1. Cash-Out Refinancing
The basic idea here is to refinance the mortgage you have for more than the current amount and take out the difference in cash. If you’re looking for the maximum amount of cash you can get, this may be the best way to go. What would it look like? Say, for example, you have a home that’s valued at $300,000 and you owe $200,000 on the mortgage, leaving you with $100,000 in home equity. As lenders will often allow you to borrow up to 80% of that equity, you can feasibly borrow $80,000.
But most people don’t go for the maximum equity of a home, staying somewhat more conservative. Say $50,000 here. To pocket that amount, you refinance to get a new mortgage for $250,000, and at closing, you get a check for $50,000. Minus costs. Keep in mind that closing costs usually run between 3% and 6% of the total loan amount. So, with this example of a new $250,000 loan, you can expect to pay between $7,500 and $15,000 in costs, which you can pay in cash or roll the costs into the mortgage.
2. Home Equity Credit Line
A HELOC, or home equity line of credit, works somewhat like a credit card, though almost always with lower interest rates than you would find with credit cards. Instead of one lump sum, with a HELOC you take out multiple loans over the span of the mortgage loan, which is usually ten to 20 years. After his period, the balance, principal and interest, must be paid back. A home equity line of credit resembles a credit card so much that some lenders issue HELOC cards for borrowers to easily get the cash. This method of tapping into a home’s equity often works best when the borrower is looking to get a lower amount of cash.

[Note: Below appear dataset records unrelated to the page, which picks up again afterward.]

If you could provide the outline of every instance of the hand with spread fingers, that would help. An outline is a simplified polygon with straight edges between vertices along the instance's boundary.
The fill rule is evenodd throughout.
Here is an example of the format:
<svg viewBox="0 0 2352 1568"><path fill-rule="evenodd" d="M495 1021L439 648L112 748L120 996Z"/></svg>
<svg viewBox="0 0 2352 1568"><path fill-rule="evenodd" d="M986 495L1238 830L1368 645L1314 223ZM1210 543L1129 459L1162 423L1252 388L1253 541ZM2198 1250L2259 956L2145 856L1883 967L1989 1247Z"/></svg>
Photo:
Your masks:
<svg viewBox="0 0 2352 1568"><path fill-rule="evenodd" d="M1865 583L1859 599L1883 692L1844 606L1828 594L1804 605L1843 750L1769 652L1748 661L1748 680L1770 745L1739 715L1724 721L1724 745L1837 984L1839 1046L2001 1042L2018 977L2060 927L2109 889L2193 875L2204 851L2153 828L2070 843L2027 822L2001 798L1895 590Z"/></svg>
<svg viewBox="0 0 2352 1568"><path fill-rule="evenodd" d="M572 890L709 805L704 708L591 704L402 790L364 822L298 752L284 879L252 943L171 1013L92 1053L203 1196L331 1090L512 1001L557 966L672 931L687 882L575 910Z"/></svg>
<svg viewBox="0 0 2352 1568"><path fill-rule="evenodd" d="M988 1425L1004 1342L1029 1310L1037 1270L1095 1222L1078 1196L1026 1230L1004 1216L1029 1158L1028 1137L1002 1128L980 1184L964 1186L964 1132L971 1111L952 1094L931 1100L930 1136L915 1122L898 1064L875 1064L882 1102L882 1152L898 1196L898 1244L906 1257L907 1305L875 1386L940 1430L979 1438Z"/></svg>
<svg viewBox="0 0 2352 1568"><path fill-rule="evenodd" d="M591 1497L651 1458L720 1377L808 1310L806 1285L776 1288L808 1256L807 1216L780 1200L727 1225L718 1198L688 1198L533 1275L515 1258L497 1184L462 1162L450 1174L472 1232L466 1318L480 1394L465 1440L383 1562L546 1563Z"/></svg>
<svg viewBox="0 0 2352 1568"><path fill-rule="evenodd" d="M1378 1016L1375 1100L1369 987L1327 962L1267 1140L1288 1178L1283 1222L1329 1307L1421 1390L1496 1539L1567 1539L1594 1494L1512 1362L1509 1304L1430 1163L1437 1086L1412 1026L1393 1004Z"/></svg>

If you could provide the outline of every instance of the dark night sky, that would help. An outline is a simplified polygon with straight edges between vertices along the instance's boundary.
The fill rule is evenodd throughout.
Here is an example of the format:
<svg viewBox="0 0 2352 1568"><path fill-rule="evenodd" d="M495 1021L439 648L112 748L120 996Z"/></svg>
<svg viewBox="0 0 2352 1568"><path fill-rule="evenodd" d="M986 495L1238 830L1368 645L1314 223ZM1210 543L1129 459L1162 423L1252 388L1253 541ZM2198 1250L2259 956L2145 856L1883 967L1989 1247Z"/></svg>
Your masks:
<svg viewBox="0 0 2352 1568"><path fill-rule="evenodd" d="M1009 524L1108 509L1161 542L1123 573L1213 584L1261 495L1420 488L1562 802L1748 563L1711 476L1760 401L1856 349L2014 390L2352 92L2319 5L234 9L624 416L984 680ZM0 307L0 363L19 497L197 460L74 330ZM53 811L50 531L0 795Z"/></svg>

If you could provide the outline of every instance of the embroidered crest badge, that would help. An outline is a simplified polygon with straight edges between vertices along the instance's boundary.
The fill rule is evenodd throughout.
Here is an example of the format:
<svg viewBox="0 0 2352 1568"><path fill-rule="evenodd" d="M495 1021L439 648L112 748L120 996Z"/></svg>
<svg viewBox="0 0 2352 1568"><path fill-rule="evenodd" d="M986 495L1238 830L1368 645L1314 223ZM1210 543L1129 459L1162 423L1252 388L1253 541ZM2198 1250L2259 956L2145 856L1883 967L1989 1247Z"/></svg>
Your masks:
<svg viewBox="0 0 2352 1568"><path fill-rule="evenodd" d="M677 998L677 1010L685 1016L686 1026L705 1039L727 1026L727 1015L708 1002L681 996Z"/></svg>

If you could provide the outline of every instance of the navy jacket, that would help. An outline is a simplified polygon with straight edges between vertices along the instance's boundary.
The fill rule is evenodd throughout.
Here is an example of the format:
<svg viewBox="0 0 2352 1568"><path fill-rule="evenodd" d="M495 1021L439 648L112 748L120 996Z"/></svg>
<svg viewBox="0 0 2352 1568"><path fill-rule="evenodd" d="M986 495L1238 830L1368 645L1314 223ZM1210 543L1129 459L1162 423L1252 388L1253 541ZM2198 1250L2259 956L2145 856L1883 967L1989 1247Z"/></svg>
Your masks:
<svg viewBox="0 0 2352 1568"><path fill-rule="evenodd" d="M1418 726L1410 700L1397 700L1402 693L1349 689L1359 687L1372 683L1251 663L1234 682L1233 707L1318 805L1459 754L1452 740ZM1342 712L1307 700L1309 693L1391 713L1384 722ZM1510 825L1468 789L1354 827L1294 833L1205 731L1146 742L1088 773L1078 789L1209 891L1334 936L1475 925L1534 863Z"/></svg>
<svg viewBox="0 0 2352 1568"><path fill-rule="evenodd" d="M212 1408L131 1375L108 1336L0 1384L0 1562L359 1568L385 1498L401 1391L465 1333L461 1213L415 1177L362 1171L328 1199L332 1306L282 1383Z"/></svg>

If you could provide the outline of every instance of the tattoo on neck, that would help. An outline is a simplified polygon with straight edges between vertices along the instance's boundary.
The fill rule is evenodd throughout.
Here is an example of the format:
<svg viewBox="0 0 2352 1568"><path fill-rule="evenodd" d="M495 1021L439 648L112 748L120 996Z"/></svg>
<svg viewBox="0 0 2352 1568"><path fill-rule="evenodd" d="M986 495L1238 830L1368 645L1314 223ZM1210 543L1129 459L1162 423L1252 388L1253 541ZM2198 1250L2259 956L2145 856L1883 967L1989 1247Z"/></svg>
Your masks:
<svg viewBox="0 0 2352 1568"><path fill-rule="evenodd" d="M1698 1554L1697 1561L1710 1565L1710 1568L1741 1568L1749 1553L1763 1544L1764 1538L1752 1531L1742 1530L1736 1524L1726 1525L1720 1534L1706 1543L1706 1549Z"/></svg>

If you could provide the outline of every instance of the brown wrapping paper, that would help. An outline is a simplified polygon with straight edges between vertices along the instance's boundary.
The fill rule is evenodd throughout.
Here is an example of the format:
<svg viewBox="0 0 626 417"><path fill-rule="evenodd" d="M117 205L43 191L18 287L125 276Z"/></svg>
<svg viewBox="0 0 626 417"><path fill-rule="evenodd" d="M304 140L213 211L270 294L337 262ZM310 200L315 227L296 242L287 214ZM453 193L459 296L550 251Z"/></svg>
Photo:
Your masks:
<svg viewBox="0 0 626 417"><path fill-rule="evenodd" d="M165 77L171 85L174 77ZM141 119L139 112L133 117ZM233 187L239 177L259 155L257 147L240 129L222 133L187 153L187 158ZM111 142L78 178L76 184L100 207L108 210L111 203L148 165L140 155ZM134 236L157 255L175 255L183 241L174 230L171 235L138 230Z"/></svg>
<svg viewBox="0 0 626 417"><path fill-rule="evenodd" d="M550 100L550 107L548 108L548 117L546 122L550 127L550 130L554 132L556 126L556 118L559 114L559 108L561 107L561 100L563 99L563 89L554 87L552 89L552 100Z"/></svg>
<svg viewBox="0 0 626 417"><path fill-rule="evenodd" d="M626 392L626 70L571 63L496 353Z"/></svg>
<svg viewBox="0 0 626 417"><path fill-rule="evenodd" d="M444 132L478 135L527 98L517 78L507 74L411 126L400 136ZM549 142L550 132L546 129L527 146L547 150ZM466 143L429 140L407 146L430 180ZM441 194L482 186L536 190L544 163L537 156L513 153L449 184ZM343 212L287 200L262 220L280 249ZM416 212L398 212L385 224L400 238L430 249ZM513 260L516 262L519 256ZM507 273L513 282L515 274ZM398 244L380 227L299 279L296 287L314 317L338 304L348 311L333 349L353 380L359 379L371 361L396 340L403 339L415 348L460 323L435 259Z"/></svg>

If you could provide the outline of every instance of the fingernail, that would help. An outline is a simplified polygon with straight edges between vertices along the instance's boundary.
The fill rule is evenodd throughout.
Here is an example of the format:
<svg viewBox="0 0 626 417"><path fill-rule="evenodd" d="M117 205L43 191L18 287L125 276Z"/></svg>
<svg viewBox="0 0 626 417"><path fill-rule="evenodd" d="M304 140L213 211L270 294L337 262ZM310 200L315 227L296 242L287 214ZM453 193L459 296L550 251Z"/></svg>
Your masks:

With HELOCs, it’s common for lenders to lend up to 80% of the appraised value of a home, usually without closing costs. Though you may have to pay an appraisal fee, often in the $300 to $400 range, to assess your home’s current value. Plus, most HELOCs have annual fees, usually around $100 or less. Home equity lines of credit differ from cash-out refinancing in that HELOCs usually have lower requirements for eligibility and somewhat higher interest rates. Don’t need cash right now? You might consider setting up a HELOC just to have it in place in case an emergency calls for fast cash.
A typical setup of a HELOC splits into two periods: the draw stage and the repayment stage. During the first, which often runs between five and ten years, you make only interest payments on the money you withdraw. In the repayment stage, typically ten to 20 years, you can no longer draw money and the HELOC becomes a straightforward loan that you repay with interest.
3. Home Equity Loan
Commonly known as a second mortgage, a home equity loan is arguably the most direct way to tap your home for cash. You borrow a lump sum against the value of your house and immediately start repaying the interest. The interest rate is typically fixed and today’s historically low interest rates make home equity loans attractive options for many homeowners. Like cash-out refinancing, you’ll need to consider closing costs with home equity loans, which are often in the 2% to 5% range. Back to our example of a $250,000 loan, these costs would typically be between $5,000 and $12,000. Lenders often allow you to borrow up to 85% of the appraised value of a home, less what’s owed.
A slow-and-steady approach, home equity loans are paid back over long periods, usually between 15 and 20 years, though they can go as high as 30 years. To qualify, lenders usually look at the financials of a potential borrower as they would for first-time mortgages — one’s income, credit score, and debts. And most lenders want at least 15% equity to make a home equity loan.
Consider What the Cash is For
This may seem like a no-brainer, but the prospect of fast-and-easy cash can be a temptation that clouds judgment. So, you’ll probably want to ask yourself, What do I want this money for? If the answer is something like taking a luxury vacation on a Caribbean island, then you might want to rethink your priorities. Tapping into your home’s equity is a financial decision that will involve repercussions and responsibilities for years, even decades. For many borrowers, renovation loans for home improvements that increase the values of their homes can be a better investment in the long run.
With each of these three options, bear in mind that they come with fees and the extra burden of higher monthly payments than you currently have. If that sounds manageable, getting cash out of your home right now can be a wonderful option. If not, you can always just let your home equity continue to build and feel secure with the knowledge that the cash will be there should you truly need it.